Работы естественных богословов выразили новое отношение к миру, которое можно назвать «восхищение творением». Слова «восхищение», «удивление» и «восторг» часто употребляются в их трудах. В небольшой книге Дергама «Физическое богословие» имеется свыше ста употреблений слова “admirable” и его производных. Обоснованию этого нового отношения к миру Дергам посвятил заключительный раздел своей книги. Божье Творение, как и произведение искусства, предполагает не только творца, но и зрителя, способного его оценить, т.е., в данном случае, человека. Дергам пишет: «Творец безусловно не стал бы уделять столько невероятно утонченного мастерства и умения на свое творение, если бы не предполагал восхищенного, восторженного отношения со стороны разумного наблюдателя.» И далее: «И чем больше мы изучаем Творение, тем более Божьей славы мы в нем находим, тем более  горячо мы прославляем Творца» (Derham, p. 427). Таким образом, осознанное восхищение творением является формой богослужения (worship).

Вода также привлекала внимание «священников-натуралистов», однако она явно отличалась от других излюбленных предметов естественного богословия: она поражала не сложностью, а простотой, в сочетании с невероятным многообразием её функций и применений. Иоганн Фабрициус посвятил двухтомный труд под названием «Богословие воды» детальному изложению известных в то время свойств и применений воды, доказательствам её пользы и значения для человека (Fabricius, 1736). В книге Фабрициуса важное место занимает образ земли, как разумно функционирующей системы, в которой вода играет центральную роль, похожую на роль крови в человеческом теле. Фабрициус не был изобретателем этого сравнения. Образ земли как организма и земных вод как кровеносной системы был общим местом естественного богословия. Этот образ перекликается с уже упоминавшейся символической связанностью воды и крови в западном христианстве.

Значение воды, её небходимость и идеальная приспособленность для функционирования «голубой планеты» как сложной системы и по сей день вдохновляют мысль естественного богословия. В 19 веке, в связи с развитием метеорологии, была в полной мере осознана роль воды, снега и водяного пара как основных  факторов формирования климата и погоды. Шотландский пастор Генри Дункан написал книгу «Священная философия времен года», в которой утверждалась направляющая роль Провидения в поддержании всего этого сложного процесса ради конечной пользы человека и общей гармонии природы. По мнению Дункана, в образовании климата «мы видим гигантские разрушительные силы, которые управляются с непостижимым искусством и, в сочетании с другими физическими факторами, образуют восхитительное и таинственное целое» (Duncan, p. 34).

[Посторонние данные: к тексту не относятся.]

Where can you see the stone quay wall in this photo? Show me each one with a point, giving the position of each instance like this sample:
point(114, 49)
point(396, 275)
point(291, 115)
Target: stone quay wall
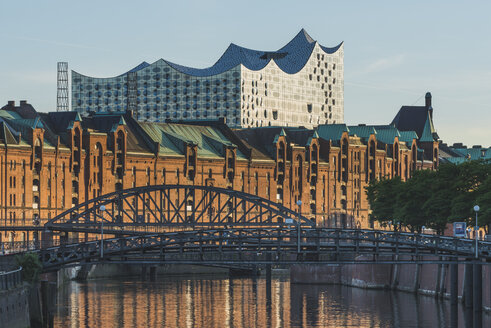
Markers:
point(427, 279)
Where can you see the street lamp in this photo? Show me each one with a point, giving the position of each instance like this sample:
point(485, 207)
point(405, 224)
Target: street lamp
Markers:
point(299, 203)
point(476, 228)
point(102, 208)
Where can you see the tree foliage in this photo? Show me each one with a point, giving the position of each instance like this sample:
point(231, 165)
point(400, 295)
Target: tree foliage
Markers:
point(434, 198)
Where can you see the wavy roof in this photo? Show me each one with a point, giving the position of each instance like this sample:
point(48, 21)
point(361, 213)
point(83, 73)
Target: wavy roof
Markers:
point(290, 59)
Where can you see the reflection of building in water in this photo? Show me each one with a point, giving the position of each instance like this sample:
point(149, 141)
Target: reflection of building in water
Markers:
point(178, 303)
point(54, 161)
point(243, 303)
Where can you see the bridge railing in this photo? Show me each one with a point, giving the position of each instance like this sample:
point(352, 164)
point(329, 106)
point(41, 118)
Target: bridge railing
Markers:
point(252, 243)
point(10, 279)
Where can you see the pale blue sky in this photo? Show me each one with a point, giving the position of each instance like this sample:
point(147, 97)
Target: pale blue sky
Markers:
point(394, 51)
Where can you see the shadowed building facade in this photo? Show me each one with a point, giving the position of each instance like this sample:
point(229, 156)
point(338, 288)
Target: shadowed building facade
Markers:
point(53, 161)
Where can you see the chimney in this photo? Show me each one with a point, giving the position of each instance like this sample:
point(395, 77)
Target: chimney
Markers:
point(428, 100)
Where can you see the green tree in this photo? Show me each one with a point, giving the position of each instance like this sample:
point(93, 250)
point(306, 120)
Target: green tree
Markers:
point(470, 176)
point(483, 199)
point(415, 192)
point(382, 196)
point(438, 207)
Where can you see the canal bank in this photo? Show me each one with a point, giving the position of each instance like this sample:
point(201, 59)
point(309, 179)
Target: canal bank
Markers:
point(426, 279)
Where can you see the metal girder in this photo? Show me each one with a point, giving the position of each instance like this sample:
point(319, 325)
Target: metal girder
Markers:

Если для ученых 18 века вода оставалась одной из четырех элементарных стихий, то в 19 веке она стала одним из многих химических соединений. Разговор о чудесности воды переместился в сферу химии и термодинамики. Стало ясно, что роль воды в поддержании как жизни, так и климатического равновесия обусловлена уникальностью её свойств как вещества. Например, необычный температурный минимум плотности при 4;С важен для поддержания жизни в водоемах в течение зимы. Другое экзотическое свойство воды: при замерзании она, в отличие от остальных жидкостей, становится легче, а не тяжелее. Благодаря этому, льдины не тонут, а водоемы не промерзают. Высокая теплоемкость и теплота испарения воды способствуют стабильности климата, а высокое значение поверхностного натяжения коррелирует с максимальной высотой деревьев. Многие химики 19 века увидели в этих уникальных свойствах воды «разумный замысел» Провидения (Russel, p. 166-174).

В соответствии с замечательной метафорой естественного богословия, ученые поднимались по ступеням научного познания как по направленной в небеса «лествице Иакова». С каждой новой волной открытий, уникальность воды виделась в новом свете, при этом её неизменная аура тайны и исключительности нисколько не умалялась. Несмотря на головокружительный прогресс современной науки, она все еще не в состоянии объяснить уникальные свойства воды исходя из первых принципов физики. Восхищение водой зачастую переливается за границы академической науки и проявляется в той легкости, с которой представления о чудесных свойствах воды находят поддержку в массовом сознании. Нашумевший недавно фильм «Великая тайна воды» служит тому выразительным примером.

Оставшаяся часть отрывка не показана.